In other news, Rita and I had a meeting this morning with some people who don’t exist. We met with this cool company called Eskimo (click here) who do everything from graphic design to DVD authoring. An Australian telecommunications company that shall remain nameless but which (if you believe their TV ads) is run by a whole lot of yawning rhinos and screeching baboons, was attempting to convince them over the telephone that they didn’t exist and that they probably never had.

Despite the obvious setbacks associated with their not existing, however, the meeting was fruitful and we’re now busy with film things again. We’re also working towards a cast and crew screening in the week beginning May 15. That’s 2006, for those of you who think you’re clever.

And no, that’s not a promise. Shut up.

Tragicomedy

Last night I got heckled at a comedy gig.

No, I wasn't on stage. I was in the audience. Yianni was on stage. He's the one who heckled me.

I love working with comedians.

To be fair, I kind of had it coming. I'm working on my reputation as a hard-arse director who doesn't let anyone get away with anything. Except for a public heckling. He's allowed to get away with that because he has to have an outlet for the pent up rage and frustration of being subjected to my forensic precision day after day in the pursuit of a better final product.

I like to think of Yianni as a ballerina and me as the artistic director with the big stick and the limp from that injury years ago that put an end to my brilliant career in dance.

But there’s no need to tell Yianni that, if you see him.

Now, if life were a Shakespeare play at the moment, it would definitely be a tragicomedy. All this face-achingly ridiculous comedy that I’m going to night after night at various different venues around Melbourne, juxtaposed against a couple of really quite tragic events.

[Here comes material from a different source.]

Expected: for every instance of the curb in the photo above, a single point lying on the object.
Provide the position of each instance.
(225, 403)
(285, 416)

Namely the departure of Nick Jaffe, the brilliantly named (it was him, not me) Internet Butler for Standing There Productions.

Nick, who we originally knew through Stewart, our Director of Photography, from Art School, volunteered to help out on our film, I Could Be Anybody. Turned out, he was nearly everybody. I can’t remember what credit we ended up giving him, but there wasn’t a credit that said “nearly everything”, so we just short-changed him completely.

Anyway. Nick is leaving us to live in Germany. We’re trying not to take it personally. I went to his going away party the other night and someone accidentally burned a hole in my neck with a cigarette. A lasting scar to remind me of the metaphorical hole left in Standing There Productions now that Nick can only provide his Internet Butlering service from overseas.

Nick, we will miss you. Probably more than we’ll give you credit for. As usual.

As for the other “tragedies” in life at the moment, well they’ve been eclipsed now. I can’t remember them. Probably just things like me wearing brown with black. But needless to say Shakespeare would find a way of weaving it all in to the Comedy Festival/Nick leaving subplots in a way that was both poignant and naughty.

But I’m not Shakespeare. So, in summary: comedy is funny and it’s sad that Nick is leaving. Turn it into a rhyming couplet and I’ll get you a free ticket to the Comedy Festival.